Rosely Sayão: os pais andam obedientes demais

Por que há tantas questões sobre como criar um filho?


 Rosely Sayão: os pais andam obedientes demais

 Quando termina suas palestras em alguma escola, a psicóloga Rosely Sayão precisa de ajuda para sair com tranquilidade do prédio — costuma ser cercada por dezenas de pais, cheios de perguntas adicionais às respondidas no palco, a respeito de dilemas na própria casa. Formada pela PUC de Campinas, ela se tornou a mais conhecida referência em questões de família no país. Boa parte da projeção se deve ao trabalho na imprensa, desde que começou a escrever sobre sexo no extinto jornal Notícias Populares, há quase três décadas, e logo depois na Folha de S.Paulo, da qual se despediu há duas semanas, para se dedicar ao público de VEJA — ela assinará uma coluna mensal na revista a partir da próxima edição e apresentará um programa semanal no site em que responderá a questões enviadas pelos internautas, algo semelhante ao que faz na rádio BandNews FM. Aos 67 anos, Rosely vive em um condomínio tranquilo em Sorocaba, a cerca de 100 quilômetros da capital paulista, e mantém-se atuante em consultório e no atendimento a colégios e grupos de pais.
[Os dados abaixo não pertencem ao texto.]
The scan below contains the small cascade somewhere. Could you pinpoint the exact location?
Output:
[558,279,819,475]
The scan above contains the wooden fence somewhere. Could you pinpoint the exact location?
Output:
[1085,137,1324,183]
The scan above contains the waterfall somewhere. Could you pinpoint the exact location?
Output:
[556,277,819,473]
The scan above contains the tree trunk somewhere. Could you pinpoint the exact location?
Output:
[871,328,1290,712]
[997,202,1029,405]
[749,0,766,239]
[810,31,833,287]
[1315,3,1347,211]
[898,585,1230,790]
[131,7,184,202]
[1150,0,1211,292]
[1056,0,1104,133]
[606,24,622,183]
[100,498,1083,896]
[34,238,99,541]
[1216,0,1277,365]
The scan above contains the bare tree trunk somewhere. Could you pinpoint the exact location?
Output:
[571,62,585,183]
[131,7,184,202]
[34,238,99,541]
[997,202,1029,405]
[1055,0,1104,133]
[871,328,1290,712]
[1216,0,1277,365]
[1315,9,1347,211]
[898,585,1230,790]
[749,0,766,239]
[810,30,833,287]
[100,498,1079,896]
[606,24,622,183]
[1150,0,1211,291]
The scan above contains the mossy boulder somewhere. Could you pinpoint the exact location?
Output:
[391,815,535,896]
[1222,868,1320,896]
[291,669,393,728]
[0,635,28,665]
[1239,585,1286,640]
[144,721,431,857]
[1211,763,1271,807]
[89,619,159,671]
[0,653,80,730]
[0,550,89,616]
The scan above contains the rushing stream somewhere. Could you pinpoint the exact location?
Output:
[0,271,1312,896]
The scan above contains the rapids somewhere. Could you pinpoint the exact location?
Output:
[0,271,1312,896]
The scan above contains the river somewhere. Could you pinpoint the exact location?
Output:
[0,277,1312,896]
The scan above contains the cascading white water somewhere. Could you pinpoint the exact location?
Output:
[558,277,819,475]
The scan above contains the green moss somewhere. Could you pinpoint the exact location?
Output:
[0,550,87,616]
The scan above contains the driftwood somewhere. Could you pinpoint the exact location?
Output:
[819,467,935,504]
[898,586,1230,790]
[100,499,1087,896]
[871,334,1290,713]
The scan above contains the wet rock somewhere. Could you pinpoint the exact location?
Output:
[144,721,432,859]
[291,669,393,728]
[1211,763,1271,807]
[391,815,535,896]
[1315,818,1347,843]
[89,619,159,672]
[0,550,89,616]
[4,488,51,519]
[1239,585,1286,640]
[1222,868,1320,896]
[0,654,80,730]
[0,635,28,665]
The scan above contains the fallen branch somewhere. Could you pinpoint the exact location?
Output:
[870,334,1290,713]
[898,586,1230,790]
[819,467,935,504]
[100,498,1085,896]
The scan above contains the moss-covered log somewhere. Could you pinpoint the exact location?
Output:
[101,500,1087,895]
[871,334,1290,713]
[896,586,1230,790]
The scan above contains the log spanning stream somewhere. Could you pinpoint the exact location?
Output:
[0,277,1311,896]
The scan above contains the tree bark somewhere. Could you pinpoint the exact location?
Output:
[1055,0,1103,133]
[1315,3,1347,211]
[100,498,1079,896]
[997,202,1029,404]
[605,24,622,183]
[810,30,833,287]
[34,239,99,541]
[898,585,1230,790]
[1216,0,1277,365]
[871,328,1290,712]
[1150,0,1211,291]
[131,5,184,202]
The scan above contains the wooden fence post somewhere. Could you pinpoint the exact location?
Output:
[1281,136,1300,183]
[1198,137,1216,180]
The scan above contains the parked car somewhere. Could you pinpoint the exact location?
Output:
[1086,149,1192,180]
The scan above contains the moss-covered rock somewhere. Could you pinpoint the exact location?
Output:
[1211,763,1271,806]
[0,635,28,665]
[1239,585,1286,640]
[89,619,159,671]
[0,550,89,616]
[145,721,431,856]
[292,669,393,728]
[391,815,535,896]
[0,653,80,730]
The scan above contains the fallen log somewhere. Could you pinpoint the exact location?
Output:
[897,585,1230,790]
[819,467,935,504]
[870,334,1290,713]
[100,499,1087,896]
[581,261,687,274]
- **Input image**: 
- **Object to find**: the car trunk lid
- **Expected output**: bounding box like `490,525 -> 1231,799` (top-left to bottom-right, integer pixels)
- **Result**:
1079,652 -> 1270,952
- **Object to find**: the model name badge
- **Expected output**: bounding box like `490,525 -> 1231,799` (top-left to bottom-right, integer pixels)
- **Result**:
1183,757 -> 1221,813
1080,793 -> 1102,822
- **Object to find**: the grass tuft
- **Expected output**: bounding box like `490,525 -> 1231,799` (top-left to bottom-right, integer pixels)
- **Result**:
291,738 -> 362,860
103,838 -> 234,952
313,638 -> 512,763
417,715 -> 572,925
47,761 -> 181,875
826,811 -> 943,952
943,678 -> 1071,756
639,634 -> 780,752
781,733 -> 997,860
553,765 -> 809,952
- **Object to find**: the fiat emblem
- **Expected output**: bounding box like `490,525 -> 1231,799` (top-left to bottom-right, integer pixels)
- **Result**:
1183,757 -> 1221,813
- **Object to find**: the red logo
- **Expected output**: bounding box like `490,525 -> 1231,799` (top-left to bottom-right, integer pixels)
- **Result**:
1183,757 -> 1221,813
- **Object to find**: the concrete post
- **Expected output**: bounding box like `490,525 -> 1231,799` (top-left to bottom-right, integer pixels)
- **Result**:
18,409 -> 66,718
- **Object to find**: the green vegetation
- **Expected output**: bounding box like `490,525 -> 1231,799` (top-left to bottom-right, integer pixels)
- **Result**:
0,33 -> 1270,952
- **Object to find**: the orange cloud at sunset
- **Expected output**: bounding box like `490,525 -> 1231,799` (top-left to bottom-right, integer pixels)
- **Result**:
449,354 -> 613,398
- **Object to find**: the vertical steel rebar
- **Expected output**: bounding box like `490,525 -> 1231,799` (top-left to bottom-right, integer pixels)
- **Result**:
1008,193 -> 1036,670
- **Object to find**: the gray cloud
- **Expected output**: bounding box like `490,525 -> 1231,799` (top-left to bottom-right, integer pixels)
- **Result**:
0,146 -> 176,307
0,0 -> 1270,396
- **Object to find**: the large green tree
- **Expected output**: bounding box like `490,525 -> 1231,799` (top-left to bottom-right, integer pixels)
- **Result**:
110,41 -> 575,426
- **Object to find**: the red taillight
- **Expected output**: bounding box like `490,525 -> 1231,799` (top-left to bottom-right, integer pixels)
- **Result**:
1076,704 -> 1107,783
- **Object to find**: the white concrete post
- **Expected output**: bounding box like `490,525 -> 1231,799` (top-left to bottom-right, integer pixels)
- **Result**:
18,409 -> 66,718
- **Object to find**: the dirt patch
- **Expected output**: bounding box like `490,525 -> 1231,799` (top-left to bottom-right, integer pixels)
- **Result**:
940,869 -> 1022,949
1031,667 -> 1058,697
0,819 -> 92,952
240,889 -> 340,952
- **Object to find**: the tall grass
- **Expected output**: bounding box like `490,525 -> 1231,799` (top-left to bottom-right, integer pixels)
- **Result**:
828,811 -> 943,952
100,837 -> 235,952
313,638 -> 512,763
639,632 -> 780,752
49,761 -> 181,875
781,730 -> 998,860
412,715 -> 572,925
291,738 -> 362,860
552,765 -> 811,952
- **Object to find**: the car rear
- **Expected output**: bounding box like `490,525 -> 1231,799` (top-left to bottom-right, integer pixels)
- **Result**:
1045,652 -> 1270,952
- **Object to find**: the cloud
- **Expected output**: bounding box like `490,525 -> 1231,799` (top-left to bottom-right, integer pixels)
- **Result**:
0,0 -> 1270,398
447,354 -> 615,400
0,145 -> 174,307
Da própria experiência pessoal — é mãe de um casal, de 38 e 42 anos —, a principal conclusão é que os adultos vêm tornando a paternidade mais complicada nas últimas décadas. “Eu trabalhava fora, deixava os dois com a empregada e nunca sentia a menor culpa por isso, como se tornou comum atualmente.” A seguir, sua entrevista.

Por que há tantas questões sobre como criar um filho? As pessoas perderam a noção do que é uma criança. Se ela pergunta o que há na barriga de uma mulher grávida, podemos dizer apenas: um bebê. As famílias, porém, se cobram tanto que já querem explicar como o bebê entrou, como vai sair, o namoro do papai e da mamãe. Não se dá mais a resposta “quando você crescer, vai entender”, que em geral satisfaz as crianças. Outro sinal da dificuldade de lidar com a infância é que os pequenos têm agenda de adulto, cheia de cursos e responsabilidades.